Un instante después convino en que harían bien en posponer la búsqueda hasta que llegara la luz del día, puesto que ya habían localizado la casa del tesoro. Dejó cuidadosamente el cráneo donde lo había encontrado.

Al internarse de nuevo en el bosque, el Ratonero oyó una vocecita interior que le susurraba: «justo a tiempo. justo a tiempo». Entonces la sensación de inquietud desapareció con tanta rapidez como le había sobrevenido, y empezó a sentirse un poco ridículo. Esto le llevó a entonar una balada obscena de su invención, cuya letra ridiculizaba groseramente a los demonios y otros agentes sobrenaturales. Fafhrd le secundaba de buen humor en el estribillo.

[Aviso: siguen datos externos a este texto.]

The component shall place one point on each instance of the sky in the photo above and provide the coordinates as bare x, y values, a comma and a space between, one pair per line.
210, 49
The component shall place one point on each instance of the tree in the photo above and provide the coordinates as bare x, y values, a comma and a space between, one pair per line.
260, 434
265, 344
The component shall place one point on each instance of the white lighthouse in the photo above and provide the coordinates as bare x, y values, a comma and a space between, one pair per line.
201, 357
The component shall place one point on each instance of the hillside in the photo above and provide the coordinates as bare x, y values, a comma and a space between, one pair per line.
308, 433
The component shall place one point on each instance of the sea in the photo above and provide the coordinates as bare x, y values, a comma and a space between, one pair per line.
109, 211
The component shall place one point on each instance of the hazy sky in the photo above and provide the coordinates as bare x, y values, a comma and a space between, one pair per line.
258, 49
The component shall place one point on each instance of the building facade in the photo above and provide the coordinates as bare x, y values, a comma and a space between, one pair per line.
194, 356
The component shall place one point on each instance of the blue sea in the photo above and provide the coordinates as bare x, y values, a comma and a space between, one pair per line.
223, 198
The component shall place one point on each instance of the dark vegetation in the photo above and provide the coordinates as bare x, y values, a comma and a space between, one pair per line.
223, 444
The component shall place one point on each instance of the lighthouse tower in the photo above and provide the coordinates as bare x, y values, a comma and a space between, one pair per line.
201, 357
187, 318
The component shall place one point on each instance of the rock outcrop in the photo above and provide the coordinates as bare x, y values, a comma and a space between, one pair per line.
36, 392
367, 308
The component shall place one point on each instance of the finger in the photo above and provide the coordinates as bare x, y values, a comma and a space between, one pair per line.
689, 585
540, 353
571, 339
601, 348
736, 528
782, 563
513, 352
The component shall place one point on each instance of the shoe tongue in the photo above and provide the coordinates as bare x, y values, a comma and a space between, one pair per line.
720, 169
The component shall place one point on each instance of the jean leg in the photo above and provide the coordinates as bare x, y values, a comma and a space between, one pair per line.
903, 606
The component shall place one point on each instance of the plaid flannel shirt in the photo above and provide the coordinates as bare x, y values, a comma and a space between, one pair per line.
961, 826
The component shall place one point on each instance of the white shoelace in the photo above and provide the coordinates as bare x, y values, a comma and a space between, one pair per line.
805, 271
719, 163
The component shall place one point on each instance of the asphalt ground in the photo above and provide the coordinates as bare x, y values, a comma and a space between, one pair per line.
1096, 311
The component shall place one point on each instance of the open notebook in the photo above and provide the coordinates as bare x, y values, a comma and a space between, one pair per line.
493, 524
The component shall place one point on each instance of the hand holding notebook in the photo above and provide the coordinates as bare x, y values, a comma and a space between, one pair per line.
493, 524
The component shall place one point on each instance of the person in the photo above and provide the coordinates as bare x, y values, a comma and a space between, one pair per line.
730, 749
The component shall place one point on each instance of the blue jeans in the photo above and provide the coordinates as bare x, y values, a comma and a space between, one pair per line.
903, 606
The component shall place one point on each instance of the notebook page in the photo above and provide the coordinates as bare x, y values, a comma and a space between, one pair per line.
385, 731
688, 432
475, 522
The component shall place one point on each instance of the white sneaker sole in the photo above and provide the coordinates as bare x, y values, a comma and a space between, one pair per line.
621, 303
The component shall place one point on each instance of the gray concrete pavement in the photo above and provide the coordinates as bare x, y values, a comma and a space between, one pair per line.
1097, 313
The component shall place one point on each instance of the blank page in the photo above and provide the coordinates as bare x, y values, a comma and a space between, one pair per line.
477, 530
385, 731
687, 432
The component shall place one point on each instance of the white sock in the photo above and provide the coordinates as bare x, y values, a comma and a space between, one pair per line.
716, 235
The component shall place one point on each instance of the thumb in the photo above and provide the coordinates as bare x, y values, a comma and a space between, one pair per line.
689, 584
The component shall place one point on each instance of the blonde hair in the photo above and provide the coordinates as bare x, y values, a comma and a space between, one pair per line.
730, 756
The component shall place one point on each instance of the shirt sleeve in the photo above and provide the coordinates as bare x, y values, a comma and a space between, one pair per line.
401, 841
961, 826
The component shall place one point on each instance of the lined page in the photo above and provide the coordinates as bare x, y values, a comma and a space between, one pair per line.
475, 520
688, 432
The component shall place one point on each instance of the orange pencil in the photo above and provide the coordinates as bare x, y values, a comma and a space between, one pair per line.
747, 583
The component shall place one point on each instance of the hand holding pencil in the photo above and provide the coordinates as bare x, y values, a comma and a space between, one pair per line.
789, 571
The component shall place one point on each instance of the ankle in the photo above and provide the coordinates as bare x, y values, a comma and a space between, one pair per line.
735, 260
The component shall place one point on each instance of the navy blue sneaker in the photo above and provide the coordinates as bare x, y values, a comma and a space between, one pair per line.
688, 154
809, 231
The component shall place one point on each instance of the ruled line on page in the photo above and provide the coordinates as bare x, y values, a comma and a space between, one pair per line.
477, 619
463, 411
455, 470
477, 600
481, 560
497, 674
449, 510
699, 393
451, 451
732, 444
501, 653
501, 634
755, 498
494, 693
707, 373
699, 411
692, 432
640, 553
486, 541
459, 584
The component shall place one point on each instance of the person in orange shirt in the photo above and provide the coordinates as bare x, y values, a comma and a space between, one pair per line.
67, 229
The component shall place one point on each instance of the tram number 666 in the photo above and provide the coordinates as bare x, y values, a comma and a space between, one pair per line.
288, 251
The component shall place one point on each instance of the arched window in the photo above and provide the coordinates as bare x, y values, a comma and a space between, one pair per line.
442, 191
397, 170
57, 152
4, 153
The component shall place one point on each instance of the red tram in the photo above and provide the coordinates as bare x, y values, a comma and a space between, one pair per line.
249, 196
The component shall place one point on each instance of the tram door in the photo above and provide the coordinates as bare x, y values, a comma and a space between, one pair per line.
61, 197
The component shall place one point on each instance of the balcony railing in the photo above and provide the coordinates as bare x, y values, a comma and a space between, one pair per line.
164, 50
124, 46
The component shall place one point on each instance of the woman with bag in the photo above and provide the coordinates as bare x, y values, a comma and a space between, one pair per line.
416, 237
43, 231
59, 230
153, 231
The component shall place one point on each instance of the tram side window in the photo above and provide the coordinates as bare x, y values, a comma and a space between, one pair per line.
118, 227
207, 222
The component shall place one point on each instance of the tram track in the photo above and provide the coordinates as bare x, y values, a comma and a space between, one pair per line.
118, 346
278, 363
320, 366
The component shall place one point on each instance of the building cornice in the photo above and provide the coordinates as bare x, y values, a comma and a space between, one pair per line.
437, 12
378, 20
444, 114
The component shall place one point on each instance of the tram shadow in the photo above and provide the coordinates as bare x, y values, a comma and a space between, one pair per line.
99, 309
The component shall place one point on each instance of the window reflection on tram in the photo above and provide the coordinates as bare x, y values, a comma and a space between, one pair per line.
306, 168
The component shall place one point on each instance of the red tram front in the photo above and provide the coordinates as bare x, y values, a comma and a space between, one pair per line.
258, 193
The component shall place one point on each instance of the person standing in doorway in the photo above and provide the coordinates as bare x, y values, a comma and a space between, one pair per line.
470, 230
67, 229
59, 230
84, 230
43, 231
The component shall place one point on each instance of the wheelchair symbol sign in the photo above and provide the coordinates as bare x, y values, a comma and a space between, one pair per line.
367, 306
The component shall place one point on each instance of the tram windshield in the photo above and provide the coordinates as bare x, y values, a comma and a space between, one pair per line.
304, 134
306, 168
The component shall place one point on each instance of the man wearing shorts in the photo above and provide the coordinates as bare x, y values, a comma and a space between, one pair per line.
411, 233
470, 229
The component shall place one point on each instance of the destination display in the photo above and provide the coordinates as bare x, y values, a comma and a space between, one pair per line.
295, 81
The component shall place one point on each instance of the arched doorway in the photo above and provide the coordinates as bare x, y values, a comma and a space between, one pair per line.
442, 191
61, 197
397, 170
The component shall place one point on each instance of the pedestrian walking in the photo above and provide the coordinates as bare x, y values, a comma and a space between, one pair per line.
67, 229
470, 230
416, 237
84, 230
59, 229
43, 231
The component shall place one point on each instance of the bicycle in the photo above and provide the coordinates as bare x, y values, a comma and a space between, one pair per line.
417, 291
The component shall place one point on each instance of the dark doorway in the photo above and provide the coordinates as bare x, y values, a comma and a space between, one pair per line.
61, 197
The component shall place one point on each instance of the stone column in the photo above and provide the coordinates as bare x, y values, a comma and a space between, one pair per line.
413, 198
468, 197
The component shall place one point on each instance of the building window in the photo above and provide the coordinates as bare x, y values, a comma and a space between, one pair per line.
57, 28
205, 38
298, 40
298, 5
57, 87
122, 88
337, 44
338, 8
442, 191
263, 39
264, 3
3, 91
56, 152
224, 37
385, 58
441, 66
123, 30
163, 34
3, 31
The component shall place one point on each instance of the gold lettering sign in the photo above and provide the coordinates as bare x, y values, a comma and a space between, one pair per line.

Cuando llegaron a la casa de campo, la oscuridad no era tan profunda como habían esperado. Fueron a ver sus caballos, constataron que los habían atendido bien y entonces se pusieron a comer el sabroso yantar de alubias, potaje y hierbas aromáticas que les sirvió la esposa del campesino en cuencos de madera. En unas copas de roble minuciosamente talladas les sirvieron leche fresca para hacerlo bajar todo. La comida era satisfactoria y el interior de la casa pulcro y limpio, a pesar del suelo de tierra con sus huellas de pisadas y sus vigas can bajas que Fafhrd había de inclinarse para no tocarlas con la cabeza.

Seis miembros en total componían la familia. El padre, su esposa igualmente delgada y de piel curtida, el hijo mayor, un muchacho, una hija y un abuelo murmurador, cuya edad provecta le tenía confinado en una silla ante el fuego. Los dos últimos eran los más interesantes.

La muchacha, en plena adolescencia, era más bien desgarbada, pero había una gracia silvestre, de potranca, en su forma de mover las largas piernas y los delgados brazos de codos prominentes. Era muy tímida, y daba la impresión de que en cualquier momento podría echar a correr e internarse en el bosque.

A fin de divertirla y ganar su confianza, el Ratonero empezó a realizar pequeñas proezas de prestidigitación: sacaba monedas de cobre de las orejas del pasmado campesino y agujas de hueso de la nariz de su risueña esposa; convertía judías en bocones y éstos de nuevo en judías; se tragó un gran tenedor, hizo bailar a un diminuto muñeco de madera en la palma de su mano y causó profundo asombro al gato al extraer de su boca lo que parecía un ratón.

Los viejos observaban todo aquello entre boquiabiertos y sonrientes. El chiquillo se puso frenético de excitación. Su hermana lo miraba todo con interés concentrado y hasta sonrió cálidamente cuando el Ratonero le ofreció un pañuelo de bello lino verde que había hecho aparecer en el aire, aunque su persistente timidez le impedía hablar.

Entonces Fafhrd entonó canciones marineras que hicieron estremecerse el tejado y entonó canciones picantes que encantaron al abuelo, el cual gorjeaba de placer. Entretanto el Ratonero fue a buscar un pequeño pellejo de vino que guardaba en el zurrón de la silla de montar, lo ocultó bajo su manto y llenó las copas de madera de roble como por arte de magia. El vino afectó rápidamente a los campesinos, que no estaban acostumbrados a una bebida tan fuerte, y cuando Fafhrd terminó de contarles sus espeluznantes anécdotas sobre el gélido norte, todos estaban dormitando, excepto la muchacha y el abuelo.